Carlos Suárez Zurita

Pueblo con encanto

"No puedes arreglar todos los problemas. Pero debes inspirar confianza"

Carlos Suárez tiene claro que su dedicación exclusiva es que la gente pueda ir a hablar con él para abordar cualquier tema, y no tener que esperar 15 días para cuando el alcalde tenga un día libre.

Lunes, 08 de Junio de 2009
De todos los municipios que han pasado hasta ahora por Alcaldes.eu, Garriguella es el más pequeño. Situado en el Alt Empordà, tiene una superficie de 21 kilómetros cuadrados, por donde se reparten el millar de habitantes censados. Con una economía agraria (cereales, olivos, viñas) pero también dedicada a vinos y licores, tiene varios puntos de interés como una Masía del Siglo XVI (N'Hortús), un Molino de Viento del siglo XVIII, y una Iglesia del siglo XVIII que conserva restos de un antiguo templo prerrománico del siglo XI que había pertenecido a Sant Pere de Rodes.
"Uno es alcalde no sólo por los actos oficiales sino a todas horas, en la Alcaldía, en las reuniones, o que te llame un vecino a medianoche porque tiene problemas. En pueblos pequeños, ya se sabe"

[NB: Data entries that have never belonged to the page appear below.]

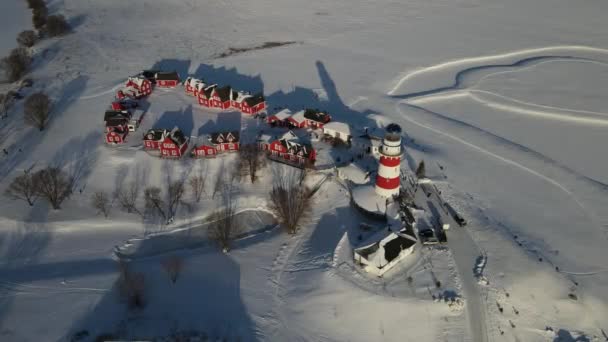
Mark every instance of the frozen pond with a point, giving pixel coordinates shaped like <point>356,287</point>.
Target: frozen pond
<point>252,222</point>
<point>15,17</point>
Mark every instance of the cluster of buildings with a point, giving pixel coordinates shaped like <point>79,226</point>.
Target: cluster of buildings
<point>224,98</point>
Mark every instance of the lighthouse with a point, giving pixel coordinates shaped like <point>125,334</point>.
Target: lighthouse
<point>387,180</point>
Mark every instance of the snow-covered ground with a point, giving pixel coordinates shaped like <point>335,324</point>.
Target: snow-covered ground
<point>503,100</point>
<point>15,17</point>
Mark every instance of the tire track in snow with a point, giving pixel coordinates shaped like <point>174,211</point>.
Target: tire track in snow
<point>504,141</point>
<point>464,68</point>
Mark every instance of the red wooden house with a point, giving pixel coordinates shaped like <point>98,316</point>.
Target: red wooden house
<point>297,120</point>
<point>192,85</point>
<point>292,151</point>
<point>129,93</point>
<point>143,85</point>
<point>220,97</point>
<point>123,105</point>
<point>204,95</point>
<point>253,104</point>
<point>174,145</point>
<point>116,126</point>
<point>167,79</point>
<point>316,118</point>
<point>154,138</point>
<point>218,143</point>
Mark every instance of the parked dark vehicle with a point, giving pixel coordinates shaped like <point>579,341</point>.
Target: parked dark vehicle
<point>459,219</point>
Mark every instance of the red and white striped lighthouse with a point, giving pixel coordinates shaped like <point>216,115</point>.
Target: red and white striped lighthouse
<point>387,180</point>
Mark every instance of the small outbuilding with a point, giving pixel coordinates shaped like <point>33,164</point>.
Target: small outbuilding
<point>338,130</point>
<point>167,79</point>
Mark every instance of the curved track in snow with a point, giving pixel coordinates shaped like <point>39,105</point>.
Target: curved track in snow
<point>470,71</point>
<point>465,74</point>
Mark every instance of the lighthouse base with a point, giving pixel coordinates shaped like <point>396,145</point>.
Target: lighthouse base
<point>368,202</point>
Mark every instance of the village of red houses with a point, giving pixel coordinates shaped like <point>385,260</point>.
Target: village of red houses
<point>123,118</point>
<point>287,137</point>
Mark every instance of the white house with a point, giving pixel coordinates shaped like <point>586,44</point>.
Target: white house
<point>338,130</point>
<point>385,249</point>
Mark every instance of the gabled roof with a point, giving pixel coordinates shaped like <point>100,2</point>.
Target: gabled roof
<point>224,93</point>
<point>116,114</point>
<point>283,115</point>
<point>254,100</point>
<point>138,80</point>
<point>289,135</point>
<point>155,134</point>
<point>298,117</point>
<point>295,147</point>
<point>177,136</point>
<point>316,115</point>
<point>167,76</point>
<point>224,137</point>
<point>207,91</point>
<point>116,122</point>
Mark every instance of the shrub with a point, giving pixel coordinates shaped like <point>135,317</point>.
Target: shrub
<point>16,64</point>
<point>26,38</point>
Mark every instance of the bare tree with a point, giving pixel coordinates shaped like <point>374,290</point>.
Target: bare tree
<point>36,110</point>
<point>53,184</point>
<point>223,228</point>
<point>250,161</point>
<point>219,181</point>
<point>421,170</point>
<point>101,201</point>
<point>154,202</point>
<point>127,197</point>
<point>175,192</point>
<point>23,188</point>
<point>26,38</point>
<point>6,102</point>
<point>197,185</point>
<point>131,286</point>
<point>290,199</point>
<point>173,266</point>
<point>35,3</point>
<point>56,25</point>
<point>39,18</point>
<point>16,64</point>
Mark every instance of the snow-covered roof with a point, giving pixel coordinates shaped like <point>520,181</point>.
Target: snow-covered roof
<point>365,197</point>
<point>283,115</point>
<point>138,81</point>
<point>298,117</point>
<point>240,96</point>
<point>337,127</point>
<point>289,136</point>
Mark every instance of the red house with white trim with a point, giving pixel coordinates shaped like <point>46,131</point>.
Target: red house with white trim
<point>154,138</point>
<point>204,95</point>
<point>116,126</point>
<point>140,83</point>
<point>192,85</point>
<point>253,104</point>
<point>220,97</point>
<point>297,120</point>
<point>316,118</point>
<point>220,142</point>
<point>174,145</point>
<point>167,79</point>
<point>292,151</point>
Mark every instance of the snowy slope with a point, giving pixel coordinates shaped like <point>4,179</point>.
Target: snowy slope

"El objetivo que yo esté aquí en dedicación exclusiva es que la gente pueda venir a hablar conmigo para abordar cualquier tema o por si tienen algún problema, y no tener que esperar 15 días"

"En un pueblo siempre hay muchas cosas que hacer, pero primero se tienen que tapar los agujeros más prioritarios y entonces, ocuparse de los que pueden esperar un poco. De grandes obras y en poco tiempo, no se pueden hacer muchas"
¿Ser alcalde era algo que tenía en mente?
Pues, sinceramente, no demasiado. No me lo había planteado y cuando se dio el caso que el anterior Alcalde, en López de Pablo renunció, fue un poco como una sorpresa, aunque había esta posibilidad. Con el cambio, ha habido cierta expectación, y el hecho de ser alcalde en un pueblo pequeño ha hecho que todo hayan sido comentarios sobre como irá todo, pero vaya, de momento todo está funcionando bien.

Debe ir agobiado.
Pues sí, ahora, cuando me he puesto, ha sido un no parar. Uno es alcalde no sólo por los actos oficiales sino a todas horas, en la Alcaldía, en las reuniones, o que te llame un vecino a medianoche porque tiene problemas. En pueblos pequeños, ya se sabe.

Y por eso siempre deben ir a buscar.
Sí, la figura a la que se recorre en un pueblo pequeño es siempre el alcalde. Hay otras personas que pueden atender al ciudadano, pero lo más corriente es que te paren por la calle y que te sientas decir aquello de "perdone que lo moleste, pero ..."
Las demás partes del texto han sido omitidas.